Kobiety na rynku pracy. Z jakimi wyzwaniami wciąż mierzą się częściej niż mężczyźni?

Klaudia Kitlińska, Redaktorka, Grupa MBE

Dzień kobiet to doskonała okazja, aby przyjrzeć się sytuacji osób płci żeńskiej na rynku pracy. Czy w 2025 roku problem dyskryminacji płciowej wciąż istnieje? Jeśli tak, to w jaki sposób objawia się on w pracy – i czy możemy z nim walczyć?

freepik

freepik

(Nie)równość płac i szans

Czy płeć pracownika ma wpływ na jego wynagrodzenie lub szansę na awans? Z badania Hays „Kobiety na rynku pracy 2024” wynika, że tak, ale problem ten zdecydowanie częściej dostrzegają kobiety niż mężczyźni. Na pytanie „Czy wszyscy pracownicy o podobnych kwalifikacjach mają równe szanse na awans, niezależnie od płci?” twierdząco odpowiedziało aż 72 procent mężczyzn i zaledwie 41 proc. kobiet. Podobną dysproporcję w postrzeganiu wyzwań dotyczących nierówności płciowych wykazały odpowiedzi na trzy następne pytania.

Aż 69 proc. mężczyzn uważa, że oni i ich współpracownicy o podobnych kwalifikacjach są sprawiedliwie wynagradzani bez względu na płeć. Z tym samym stwierdzeniem zgodziło się jedynie 38 proc. kobiet. Badanych zapytano również, czy w swojej karierze napotkali jakiekolwiek przeszkody wynikające z płci – twierdząco odpowiedziała ponad połowa ankietowanych kobiet i jedna czwarta mężczyzn.

Raport porusza również temat transparentności wynagrodzeń. 74 proc. kobiet i 55 proc. mężczyzn uważa, że mogłoby to rozwiązać problem luki płacowej wynikającej z płci.

(Nowe przepisy dotyczące jawności płac wejdą w życie w roku 2026. Więcej o zmianach w kodeksie pracy przeczytasz tutaj.)

Warto zauważyć, że większe zarobki wśród mężczyzn niż kobiet to nie tylko subiektywne odczucia, a fakt – według danych Głównego Urzędu Statystycznego z września 2024 roku mediana wynagrodzeń wynosi 6480 zł. brutto wśród kobiet i 6900 zł. wśród mężczyzn.

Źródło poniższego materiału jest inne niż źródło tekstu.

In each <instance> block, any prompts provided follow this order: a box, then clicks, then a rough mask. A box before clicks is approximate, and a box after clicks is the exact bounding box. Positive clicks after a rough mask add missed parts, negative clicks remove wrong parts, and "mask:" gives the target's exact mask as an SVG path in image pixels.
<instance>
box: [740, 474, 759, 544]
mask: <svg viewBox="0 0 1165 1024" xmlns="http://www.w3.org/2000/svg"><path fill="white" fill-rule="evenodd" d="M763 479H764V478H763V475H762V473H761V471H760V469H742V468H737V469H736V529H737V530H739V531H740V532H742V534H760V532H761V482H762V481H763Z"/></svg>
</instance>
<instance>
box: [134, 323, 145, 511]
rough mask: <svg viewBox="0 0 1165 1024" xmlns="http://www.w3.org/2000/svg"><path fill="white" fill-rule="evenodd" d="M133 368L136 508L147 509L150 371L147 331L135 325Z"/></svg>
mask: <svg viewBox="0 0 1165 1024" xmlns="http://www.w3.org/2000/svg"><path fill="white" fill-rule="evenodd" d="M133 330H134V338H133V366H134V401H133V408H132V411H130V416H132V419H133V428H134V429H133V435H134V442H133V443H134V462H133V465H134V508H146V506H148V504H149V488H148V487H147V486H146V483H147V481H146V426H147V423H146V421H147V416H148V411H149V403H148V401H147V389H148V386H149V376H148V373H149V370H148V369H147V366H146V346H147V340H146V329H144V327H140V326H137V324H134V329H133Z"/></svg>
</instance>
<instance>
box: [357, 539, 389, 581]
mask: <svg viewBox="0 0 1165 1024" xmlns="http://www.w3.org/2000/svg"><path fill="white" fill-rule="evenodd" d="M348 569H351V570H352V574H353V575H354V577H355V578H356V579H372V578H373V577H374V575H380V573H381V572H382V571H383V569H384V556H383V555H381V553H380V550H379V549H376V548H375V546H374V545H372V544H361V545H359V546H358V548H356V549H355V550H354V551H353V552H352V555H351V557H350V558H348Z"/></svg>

Ankietowani zostali również poproszeni o wskazanie przeszkód wynikających z płci, jakie napotkali w swojej karierze.

Co ciekawe, aż 78 proc. badanych przedstawicieli płci męskiej zaznaczyło opcję „faworyzowanie osób płci innej niż moja”, a 47 proc. „krzywdząca konieczność zapewnienia parytetów w firmie”.

– Mężczyźni dostrzegają działania podejmowane przez firmy w celu przykładowo zwiększenia odsetka kobiet na stanowiskach zarządczych. Jednocześnie mogą mieć poczucie, że w związku z tym ich współpracowniczki są faworyzowane (…) – mówi Agnieszka Czarnecka, CEE HR Consultant Manager w Hays – Taka postawa może świadczyć o nieadekwatnym komunikowaniu zapisów polityk różnorodności przez organizacje i braku zrozumienia, dlaczego określone grupy pracowników zyskują dodatkowe przywileje – dodaje.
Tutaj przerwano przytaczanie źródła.